Appeal by Members of Pakistan Association of Private Medical and Dental institutions (PAMI), Pakistan
Something is deeply wrong with how we are treating those who build Pakistan’s future doctors. Walk into any private medical college today, and behind the busy classrooms and white coats, you’ll find anxiety and despair. Faculty salaries are delayed, budgets are slashed, and administrators whisper about shutting down programs. Their biggest complaint? The Pakistan Medical and Dental Council (PMDC)—the very body meant to help them, is slowly choking them instead.
Under the leadership of Dr Rizwan Taj, PMDC’s governance has become a story of rules without reason. Its decisions, often taken behind closed doors, have created confusion in admissions, despair in finances, and frustration among educators.
Admissions that deny opportunity
The much-touted central induction system—marketed as a fair way to admit students—has turned into a bureaucratic nightmare. Merit lists drag on for months, and hundreds of MBBS and BDS seats remain empty while thousands of deserving students are turned away. The law itself says that private colleges can conduct their own admissions, with the MDCAT carrying 50 percent weightage. Yet that right has been taken away, leaving institutions helpless and students stranded.
Why not trust colleges to admit on merit, as the law allows? Restoring autonomy would not only fill classrooms but also rebuild faith in the system.
Pakistan’s medical education system stands at a crossroads. The Pakistan Medical and Dental Council’s rigid control over admissions and fee caps is suffocating the very institutions producing our doctors. Can PMDC return to lawful, collaborative regulation—or will medical education continue under the law of the jungle?
Fees that defy logic
Even more painful is the fee cap of Rs 1.85 million per year. On paper, it sounds student-friendly. In reality, it’s a death sentence for colleges that receive no government subsidy. Operational costs have doubled since 2022—electricity bills, equipment imports, and faculty salaries have all soared.
Public medical colleges like King Edward or Fatima Jinnah spend Rs 4–5 million annually per student, heavily subsidised by the state. Private colleges, receiving no support, are expected to operate at less than half that. Regionally, medical colleges in India charge PKR 3.5–8.5 million per year, and in Bangladesh, PKR 4–6 million. Even American high schools charge over USD 12,000 (PKR 3 million) annually—for secondary education alone.

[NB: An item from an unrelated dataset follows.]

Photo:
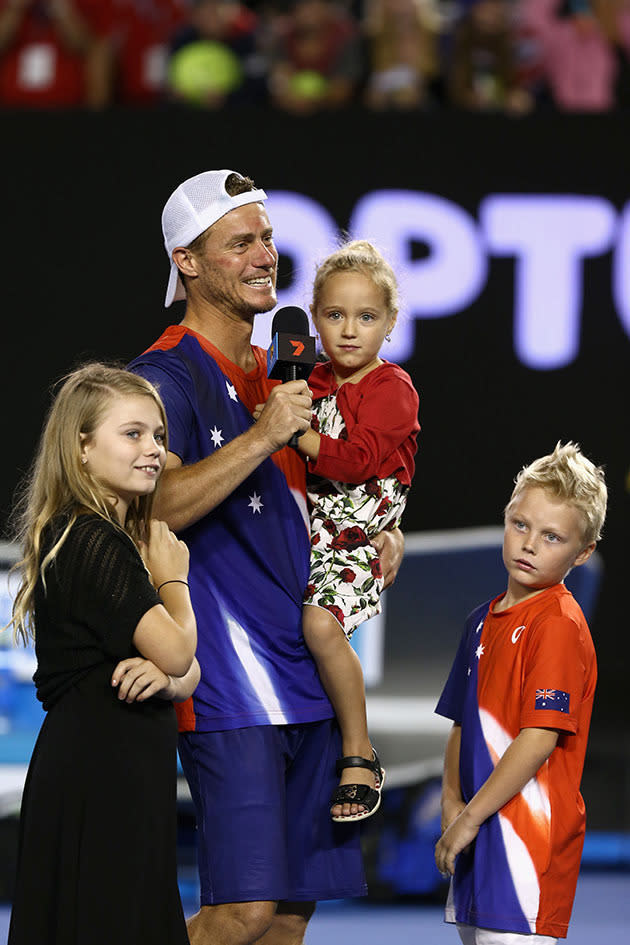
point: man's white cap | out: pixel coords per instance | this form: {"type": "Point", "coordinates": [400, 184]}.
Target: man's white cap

When a nation values the training of its doctors less than the schooling of American teenagers, something is terribly wrong.
Voices that go unheard
The Pakistan Association of Private Medical and Dental Institutions (PAMI) represents 118 colleges producing 65 percent of Pakistan’s doctors, yet it has no seat in PMDC’s policymaking bodies. Policies are drafted about them, never with them. This exclusion explains why so many regulations seem detached from reality.
The human cost
Every vacant seat means one fewer doctor for our hospitals. Every underfunded college means another classroom without a teacher, another patient without care. If PMDC continues to rule by fiat instead of by law, Pakistan will not only lose its medical institutions—it will lose its ability to heal itself.
True reform does not require rebellion; it requires respect for law, dialogue, and trust. PMDC can still choose to guide rather than suffocate, to collaborate rather than control. The choice is simple: follow the rule of law, or continue under the law of the jungle.
The writer is a freelance contributor with expertise in higher-education governance and management.